My delicate condition has brought me a kind of daily transcendence as I move through the world. The girl who argues politics in front of the coffee shop has gaps under her fake nails where the real ones are growing, and she’s waiting for the problem to get obvious enough to do something about it. The young man who listens to her has a piece of hair that never lies down flat. He is very disturbed by this and will lick his fingers and slick it down when he thinks nobody else is watching. I am very interested in necks, and how their owners handle them. People mostly ignore their own necks, except for very nervous girls who hold them while they talk as if they are trying to keep their vocal chords from exploding and splattering across the other person.

DAY 10

I have a very interesting theory in terms of my condition: I am fairly sure that it never existed — never in any real, physical form.

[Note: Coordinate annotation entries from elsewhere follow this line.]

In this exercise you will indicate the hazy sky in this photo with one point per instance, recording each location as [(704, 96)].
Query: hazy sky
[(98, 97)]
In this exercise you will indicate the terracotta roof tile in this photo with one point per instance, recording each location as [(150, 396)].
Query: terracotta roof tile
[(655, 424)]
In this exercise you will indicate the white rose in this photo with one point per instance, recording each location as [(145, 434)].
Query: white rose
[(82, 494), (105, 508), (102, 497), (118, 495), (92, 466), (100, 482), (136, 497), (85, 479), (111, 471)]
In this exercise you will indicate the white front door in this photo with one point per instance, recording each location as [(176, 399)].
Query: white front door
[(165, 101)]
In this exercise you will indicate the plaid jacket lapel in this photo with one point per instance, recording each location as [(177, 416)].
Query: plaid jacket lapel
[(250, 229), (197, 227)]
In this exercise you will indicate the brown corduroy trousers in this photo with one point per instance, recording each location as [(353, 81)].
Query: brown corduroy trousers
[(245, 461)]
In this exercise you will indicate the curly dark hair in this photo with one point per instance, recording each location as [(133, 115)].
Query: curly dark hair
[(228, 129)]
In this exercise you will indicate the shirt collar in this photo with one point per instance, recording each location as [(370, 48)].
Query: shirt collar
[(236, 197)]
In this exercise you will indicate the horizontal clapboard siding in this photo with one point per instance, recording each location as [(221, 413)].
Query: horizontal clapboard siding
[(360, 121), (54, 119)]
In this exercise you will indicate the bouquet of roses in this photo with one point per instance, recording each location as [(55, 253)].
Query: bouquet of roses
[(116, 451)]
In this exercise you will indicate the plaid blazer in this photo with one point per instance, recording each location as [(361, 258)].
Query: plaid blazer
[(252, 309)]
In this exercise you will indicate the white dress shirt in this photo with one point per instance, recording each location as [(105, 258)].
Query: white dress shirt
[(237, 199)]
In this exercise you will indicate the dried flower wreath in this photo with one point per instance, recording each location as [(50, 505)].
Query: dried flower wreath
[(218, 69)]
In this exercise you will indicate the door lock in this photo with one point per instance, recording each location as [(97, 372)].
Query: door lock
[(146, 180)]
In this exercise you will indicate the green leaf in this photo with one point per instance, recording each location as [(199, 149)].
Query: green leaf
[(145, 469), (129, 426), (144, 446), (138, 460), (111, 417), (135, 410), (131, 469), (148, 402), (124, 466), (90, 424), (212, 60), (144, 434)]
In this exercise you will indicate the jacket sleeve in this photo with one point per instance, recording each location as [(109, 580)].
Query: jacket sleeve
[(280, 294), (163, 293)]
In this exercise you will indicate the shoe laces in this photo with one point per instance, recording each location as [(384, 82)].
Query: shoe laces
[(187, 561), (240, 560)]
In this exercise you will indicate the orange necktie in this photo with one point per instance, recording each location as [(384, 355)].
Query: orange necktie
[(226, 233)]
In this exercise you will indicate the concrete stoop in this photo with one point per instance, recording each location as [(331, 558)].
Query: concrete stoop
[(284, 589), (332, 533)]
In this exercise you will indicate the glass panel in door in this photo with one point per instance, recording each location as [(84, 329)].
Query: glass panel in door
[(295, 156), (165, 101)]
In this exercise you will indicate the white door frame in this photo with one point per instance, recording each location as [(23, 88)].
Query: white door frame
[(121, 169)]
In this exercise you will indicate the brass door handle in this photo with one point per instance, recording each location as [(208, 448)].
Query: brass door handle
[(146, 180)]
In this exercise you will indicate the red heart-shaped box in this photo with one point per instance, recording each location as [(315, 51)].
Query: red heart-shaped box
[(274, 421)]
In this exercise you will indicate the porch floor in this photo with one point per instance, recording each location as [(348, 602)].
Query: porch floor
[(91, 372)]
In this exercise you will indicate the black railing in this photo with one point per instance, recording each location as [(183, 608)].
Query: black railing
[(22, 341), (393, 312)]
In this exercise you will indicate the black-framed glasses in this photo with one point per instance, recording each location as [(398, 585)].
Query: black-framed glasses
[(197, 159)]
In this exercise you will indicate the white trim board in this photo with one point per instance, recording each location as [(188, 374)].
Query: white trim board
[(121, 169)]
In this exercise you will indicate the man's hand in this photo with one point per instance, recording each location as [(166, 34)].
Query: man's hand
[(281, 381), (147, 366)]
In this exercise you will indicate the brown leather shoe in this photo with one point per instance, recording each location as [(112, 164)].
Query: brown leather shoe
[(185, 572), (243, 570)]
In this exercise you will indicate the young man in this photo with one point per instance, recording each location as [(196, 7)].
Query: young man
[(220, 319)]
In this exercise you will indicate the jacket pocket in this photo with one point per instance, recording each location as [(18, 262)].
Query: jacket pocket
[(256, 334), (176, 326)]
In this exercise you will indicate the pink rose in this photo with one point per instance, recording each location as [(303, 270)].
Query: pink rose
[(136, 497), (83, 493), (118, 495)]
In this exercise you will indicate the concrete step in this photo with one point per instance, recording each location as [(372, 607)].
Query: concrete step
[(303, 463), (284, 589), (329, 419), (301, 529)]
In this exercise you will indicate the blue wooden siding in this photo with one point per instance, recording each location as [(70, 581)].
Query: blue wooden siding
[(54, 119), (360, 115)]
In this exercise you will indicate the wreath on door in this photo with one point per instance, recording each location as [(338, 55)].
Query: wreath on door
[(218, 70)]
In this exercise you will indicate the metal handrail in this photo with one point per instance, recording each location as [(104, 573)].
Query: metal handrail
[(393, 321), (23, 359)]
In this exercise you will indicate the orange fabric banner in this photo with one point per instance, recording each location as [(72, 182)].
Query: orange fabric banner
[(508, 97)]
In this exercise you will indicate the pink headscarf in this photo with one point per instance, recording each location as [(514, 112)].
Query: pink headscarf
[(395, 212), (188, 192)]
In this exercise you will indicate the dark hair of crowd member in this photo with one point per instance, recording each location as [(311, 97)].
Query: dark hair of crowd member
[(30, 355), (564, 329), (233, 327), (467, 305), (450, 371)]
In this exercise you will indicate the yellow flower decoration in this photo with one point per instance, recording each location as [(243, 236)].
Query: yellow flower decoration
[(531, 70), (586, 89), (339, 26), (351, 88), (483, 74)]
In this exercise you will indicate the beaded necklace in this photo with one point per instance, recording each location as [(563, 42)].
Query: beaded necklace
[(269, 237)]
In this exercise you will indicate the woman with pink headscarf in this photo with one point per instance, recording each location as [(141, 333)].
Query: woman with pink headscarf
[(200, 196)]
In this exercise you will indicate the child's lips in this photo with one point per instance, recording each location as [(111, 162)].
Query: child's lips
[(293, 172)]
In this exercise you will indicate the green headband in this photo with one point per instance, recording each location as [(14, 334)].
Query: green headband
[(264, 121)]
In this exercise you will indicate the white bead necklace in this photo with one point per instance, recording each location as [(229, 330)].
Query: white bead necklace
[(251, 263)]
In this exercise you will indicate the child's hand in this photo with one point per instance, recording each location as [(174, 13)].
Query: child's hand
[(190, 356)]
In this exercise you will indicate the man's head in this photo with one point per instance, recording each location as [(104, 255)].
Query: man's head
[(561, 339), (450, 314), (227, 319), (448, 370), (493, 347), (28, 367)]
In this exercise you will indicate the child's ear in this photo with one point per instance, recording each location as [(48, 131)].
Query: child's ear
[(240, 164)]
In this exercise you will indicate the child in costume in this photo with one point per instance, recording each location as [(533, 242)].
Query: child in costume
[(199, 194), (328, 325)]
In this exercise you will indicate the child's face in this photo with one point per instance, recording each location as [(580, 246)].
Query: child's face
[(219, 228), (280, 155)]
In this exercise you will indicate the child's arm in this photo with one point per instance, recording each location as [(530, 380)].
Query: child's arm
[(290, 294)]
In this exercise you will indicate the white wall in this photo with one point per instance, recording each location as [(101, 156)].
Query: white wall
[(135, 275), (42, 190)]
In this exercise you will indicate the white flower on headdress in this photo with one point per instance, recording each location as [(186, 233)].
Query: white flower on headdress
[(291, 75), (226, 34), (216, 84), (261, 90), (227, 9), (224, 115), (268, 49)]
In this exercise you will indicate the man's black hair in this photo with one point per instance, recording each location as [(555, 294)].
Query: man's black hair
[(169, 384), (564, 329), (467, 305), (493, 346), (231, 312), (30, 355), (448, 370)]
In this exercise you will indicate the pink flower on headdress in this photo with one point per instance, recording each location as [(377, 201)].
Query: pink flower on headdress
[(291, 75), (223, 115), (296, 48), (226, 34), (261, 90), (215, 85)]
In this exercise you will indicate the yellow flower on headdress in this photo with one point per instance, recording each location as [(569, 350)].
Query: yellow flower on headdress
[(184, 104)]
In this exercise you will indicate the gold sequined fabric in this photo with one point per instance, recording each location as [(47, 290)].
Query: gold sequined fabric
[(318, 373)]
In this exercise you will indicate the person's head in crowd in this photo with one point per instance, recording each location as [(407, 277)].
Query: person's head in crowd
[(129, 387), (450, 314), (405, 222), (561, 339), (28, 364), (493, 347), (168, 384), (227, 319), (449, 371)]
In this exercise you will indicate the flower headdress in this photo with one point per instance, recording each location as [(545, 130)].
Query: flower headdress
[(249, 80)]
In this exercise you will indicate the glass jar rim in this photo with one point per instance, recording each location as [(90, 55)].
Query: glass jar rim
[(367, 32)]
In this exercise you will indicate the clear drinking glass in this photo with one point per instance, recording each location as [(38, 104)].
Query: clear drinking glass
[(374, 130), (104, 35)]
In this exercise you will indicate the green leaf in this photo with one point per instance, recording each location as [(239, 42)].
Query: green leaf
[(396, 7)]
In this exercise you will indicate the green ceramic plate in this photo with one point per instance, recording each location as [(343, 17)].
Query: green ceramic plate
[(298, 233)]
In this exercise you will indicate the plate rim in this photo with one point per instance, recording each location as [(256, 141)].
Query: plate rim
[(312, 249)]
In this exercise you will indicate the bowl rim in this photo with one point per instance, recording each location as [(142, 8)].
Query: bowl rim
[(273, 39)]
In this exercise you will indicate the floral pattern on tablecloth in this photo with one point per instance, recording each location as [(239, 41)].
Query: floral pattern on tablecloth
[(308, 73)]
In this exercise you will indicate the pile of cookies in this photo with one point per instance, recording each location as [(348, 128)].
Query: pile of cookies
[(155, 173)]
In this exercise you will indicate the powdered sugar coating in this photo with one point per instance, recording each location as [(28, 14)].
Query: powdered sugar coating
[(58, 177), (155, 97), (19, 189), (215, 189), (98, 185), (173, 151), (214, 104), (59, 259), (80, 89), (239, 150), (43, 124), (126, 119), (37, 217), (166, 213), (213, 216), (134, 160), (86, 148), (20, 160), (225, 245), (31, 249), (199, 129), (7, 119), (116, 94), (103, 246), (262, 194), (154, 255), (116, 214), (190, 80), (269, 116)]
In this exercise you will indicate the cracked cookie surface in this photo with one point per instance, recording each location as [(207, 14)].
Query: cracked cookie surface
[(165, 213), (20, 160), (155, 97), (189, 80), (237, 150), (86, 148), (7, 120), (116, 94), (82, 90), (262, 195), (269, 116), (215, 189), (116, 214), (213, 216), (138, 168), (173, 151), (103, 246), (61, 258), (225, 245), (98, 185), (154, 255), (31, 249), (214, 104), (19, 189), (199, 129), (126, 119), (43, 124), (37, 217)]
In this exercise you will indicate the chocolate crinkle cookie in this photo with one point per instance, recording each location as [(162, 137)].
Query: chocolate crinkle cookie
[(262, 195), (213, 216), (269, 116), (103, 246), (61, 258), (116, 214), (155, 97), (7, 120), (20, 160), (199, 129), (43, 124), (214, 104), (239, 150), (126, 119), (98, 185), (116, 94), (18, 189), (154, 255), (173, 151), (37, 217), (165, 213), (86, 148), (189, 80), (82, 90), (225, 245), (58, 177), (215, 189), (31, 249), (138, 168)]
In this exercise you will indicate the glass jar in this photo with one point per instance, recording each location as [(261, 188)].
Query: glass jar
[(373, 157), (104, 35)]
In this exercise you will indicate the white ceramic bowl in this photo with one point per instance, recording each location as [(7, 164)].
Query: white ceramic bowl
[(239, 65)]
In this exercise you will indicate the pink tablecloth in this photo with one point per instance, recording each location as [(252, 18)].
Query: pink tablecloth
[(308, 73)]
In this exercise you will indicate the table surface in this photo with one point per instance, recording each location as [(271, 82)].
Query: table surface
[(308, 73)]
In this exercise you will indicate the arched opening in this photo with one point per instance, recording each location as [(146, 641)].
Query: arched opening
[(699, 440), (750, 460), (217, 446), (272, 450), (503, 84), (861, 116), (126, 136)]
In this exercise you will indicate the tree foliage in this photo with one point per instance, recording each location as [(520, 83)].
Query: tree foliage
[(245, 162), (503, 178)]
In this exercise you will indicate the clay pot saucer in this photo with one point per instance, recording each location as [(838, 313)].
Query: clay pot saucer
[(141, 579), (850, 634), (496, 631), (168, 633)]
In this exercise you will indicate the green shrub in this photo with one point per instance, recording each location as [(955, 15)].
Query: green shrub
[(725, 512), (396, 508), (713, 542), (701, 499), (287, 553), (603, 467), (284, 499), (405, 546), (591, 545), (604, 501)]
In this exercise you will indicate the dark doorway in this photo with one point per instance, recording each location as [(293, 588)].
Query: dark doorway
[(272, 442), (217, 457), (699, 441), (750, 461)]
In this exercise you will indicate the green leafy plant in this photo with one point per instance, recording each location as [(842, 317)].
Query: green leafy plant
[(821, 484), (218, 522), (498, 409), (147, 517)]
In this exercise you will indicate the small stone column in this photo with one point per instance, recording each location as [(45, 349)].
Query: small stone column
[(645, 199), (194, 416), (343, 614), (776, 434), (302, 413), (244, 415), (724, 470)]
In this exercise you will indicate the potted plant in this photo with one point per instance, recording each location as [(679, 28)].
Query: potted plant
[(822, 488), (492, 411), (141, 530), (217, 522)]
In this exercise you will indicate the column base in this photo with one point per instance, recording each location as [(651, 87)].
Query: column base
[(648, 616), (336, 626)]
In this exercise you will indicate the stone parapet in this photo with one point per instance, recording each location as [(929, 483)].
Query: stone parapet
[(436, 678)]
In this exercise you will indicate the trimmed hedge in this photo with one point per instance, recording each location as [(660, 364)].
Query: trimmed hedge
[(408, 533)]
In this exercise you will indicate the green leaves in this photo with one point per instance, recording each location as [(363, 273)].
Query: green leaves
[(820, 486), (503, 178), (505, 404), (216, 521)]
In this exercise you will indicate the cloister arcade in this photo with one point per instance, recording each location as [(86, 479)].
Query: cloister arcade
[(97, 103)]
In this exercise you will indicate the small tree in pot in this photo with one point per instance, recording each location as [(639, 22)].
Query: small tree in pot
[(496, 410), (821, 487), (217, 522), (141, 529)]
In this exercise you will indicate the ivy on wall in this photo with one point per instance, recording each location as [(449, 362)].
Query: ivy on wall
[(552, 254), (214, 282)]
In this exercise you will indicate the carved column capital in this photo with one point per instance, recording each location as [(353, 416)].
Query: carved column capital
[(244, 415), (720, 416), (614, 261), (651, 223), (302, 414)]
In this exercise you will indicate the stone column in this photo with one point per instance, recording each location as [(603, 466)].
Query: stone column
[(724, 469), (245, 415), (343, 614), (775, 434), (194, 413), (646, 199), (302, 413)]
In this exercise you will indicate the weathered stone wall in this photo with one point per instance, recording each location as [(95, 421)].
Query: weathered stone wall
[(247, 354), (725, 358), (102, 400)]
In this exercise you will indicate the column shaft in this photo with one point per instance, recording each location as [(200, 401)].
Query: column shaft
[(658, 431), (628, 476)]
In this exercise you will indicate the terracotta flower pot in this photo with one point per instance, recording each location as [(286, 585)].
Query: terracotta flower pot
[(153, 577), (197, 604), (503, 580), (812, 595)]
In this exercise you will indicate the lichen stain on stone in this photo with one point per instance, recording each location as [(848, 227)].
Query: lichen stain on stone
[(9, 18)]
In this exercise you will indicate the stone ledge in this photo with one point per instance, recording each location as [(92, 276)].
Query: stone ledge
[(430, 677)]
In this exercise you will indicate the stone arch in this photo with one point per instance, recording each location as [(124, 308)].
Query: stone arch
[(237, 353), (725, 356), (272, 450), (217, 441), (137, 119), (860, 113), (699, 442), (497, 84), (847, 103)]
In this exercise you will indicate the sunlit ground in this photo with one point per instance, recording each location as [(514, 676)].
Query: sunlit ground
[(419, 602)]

Can I conjure a physical event out of darkness? Could I imagine my toenails shorter? Could I create, using my mind, an object that has never existed before, anywhere in the world? Is such a material, at this very moment, within my throat? Tenderly, I carry within me the first invented treasure known to mankind. My body is the first supernatural wonder of the world. I am careful when I cough, afraid of disturbing the gestation period, protective of the mass.